Judge Nixes Military Roadblocks for Immigrants

SAN FRANCISCO (CN) – A federal judge on Friday blocked the Trump administration from enforcing a policy that allegedly treats non-citizens in the military as “second-class recruits” and prevents them from starting basic training.

“We are very happy that the court has at least preliminarily struck down this policy and has allowed immigrants to start their military careers,” said plaintiffs’ attorney Sameer Ahmed of the American Civil Liberties Union Foundation of Southern California.

U.S. District Judge Jon Tigar found the Trump administration failed to justify the policy, which bans non-citizen enlistees from starting basic training until after their lengthy background investigations are complete. Prior to October 2017, citizens and non-citizens could start basic training while their background checks were pending.

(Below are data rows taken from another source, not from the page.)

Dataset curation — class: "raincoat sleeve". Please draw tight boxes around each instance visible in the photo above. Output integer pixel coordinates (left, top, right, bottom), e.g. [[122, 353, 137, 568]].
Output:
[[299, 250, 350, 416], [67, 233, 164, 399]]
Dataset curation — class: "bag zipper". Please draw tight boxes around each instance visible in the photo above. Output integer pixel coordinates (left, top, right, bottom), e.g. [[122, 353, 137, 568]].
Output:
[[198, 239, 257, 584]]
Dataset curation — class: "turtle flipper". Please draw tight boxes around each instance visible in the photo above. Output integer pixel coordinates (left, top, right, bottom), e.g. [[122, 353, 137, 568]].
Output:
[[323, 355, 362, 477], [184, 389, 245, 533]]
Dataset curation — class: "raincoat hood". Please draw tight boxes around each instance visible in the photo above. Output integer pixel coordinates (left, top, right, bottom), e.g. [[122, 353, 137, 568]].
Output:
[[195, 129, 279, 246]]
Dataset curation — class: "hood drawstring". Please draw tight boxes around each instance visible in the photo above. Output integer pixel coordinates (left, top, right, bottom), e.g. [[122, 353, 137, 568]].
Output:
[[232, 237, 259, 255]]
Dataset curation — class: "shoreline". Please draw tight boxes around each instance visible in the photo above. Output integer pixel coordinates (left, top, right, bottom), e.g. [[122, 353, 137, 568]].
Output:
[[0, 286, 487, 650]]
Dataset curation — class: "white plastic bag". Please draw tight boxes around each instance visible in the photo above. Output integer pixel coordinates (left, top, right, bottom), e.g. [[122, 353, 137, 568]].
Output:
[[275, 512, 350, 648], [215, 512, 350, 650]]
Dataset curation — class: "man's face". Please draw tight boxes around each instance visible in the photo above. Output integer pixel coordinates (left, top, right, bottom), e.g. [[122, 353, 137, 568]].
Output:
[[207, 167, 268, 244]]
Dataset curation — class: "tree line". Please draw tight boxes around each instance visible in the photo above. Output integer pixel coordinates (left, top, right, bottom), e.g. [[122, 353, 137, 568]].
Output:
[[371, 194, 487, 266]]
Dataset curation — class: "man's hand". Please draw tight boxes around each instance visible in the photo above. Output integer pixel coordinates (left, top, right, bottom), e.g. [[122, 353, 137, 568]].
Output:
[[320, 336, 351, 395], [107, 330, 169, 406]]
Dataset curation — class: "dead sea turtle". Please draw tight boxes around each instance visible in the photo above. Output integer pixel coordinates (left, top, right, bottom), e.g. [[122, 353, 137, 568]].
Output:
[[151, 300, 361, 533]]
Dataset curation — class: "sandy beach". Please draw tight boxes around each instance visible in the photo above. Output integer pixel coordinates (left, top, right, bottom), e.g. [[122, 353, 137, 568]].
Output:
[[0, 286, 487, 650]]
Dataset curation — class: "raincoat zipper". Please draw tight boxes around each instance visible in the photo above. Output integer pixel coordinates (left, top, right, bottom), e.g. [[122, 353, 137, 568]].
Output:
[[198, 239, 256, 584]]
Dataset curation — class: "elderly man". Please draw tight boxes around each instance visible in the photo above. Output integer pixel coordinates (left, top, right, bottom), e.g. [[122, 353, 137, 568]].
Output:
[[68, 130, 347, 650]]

“If there was no evidence that [legal permanent residents] posed a greater security risk, this policy change is by definition arbitrary and capricious,” Tigar wrote in his 55-page ruling.

The Department of Defense had argued that the policy was enacted for national security reasons because non-citizens “have comparatively higher rates of foreign contacts and likelihood of foreign influence.”

Tigar found the government lacked evidence to back up its claim that legal permanent residents pose a greater security risk than regular citizens.

The injunction means enlistees like lead plaintiff Jiahao Kuang, who has lived in the U.S. since age 8 and signed up to join the Navy after high school, can start their military careers without delay.

Kuang’s attorney, Ahmed, said his client and thousands of other enlistees have been living in a state of limbo for months. Some enlistees, including Kuang, chose not to go to college because they expected to start serving right after high school, he said.

“The sooner you join the military, the sooner you can advance your military career,” Ahmed said.

The civil rights lawyer said his legal team is not aware of any non-citizen who has been allowed to start basic training since the new policy was enacted last year. A longer wait to start basic training means it will take longer to obtain the benefits of military service, including financial aid for college and an expedited path to U.S. citizenship.

Concluding that further delays would irreparably harm enlistees’ military careers and paths to citizenship, Tigar found a preliminary injunction justified. The judge also granted the plaintiffs’ motion for class certification and denied the government’s motion to dismiss.

The Justice Department and Department of Defense did not immediately return requests for comment after business hours on Friday.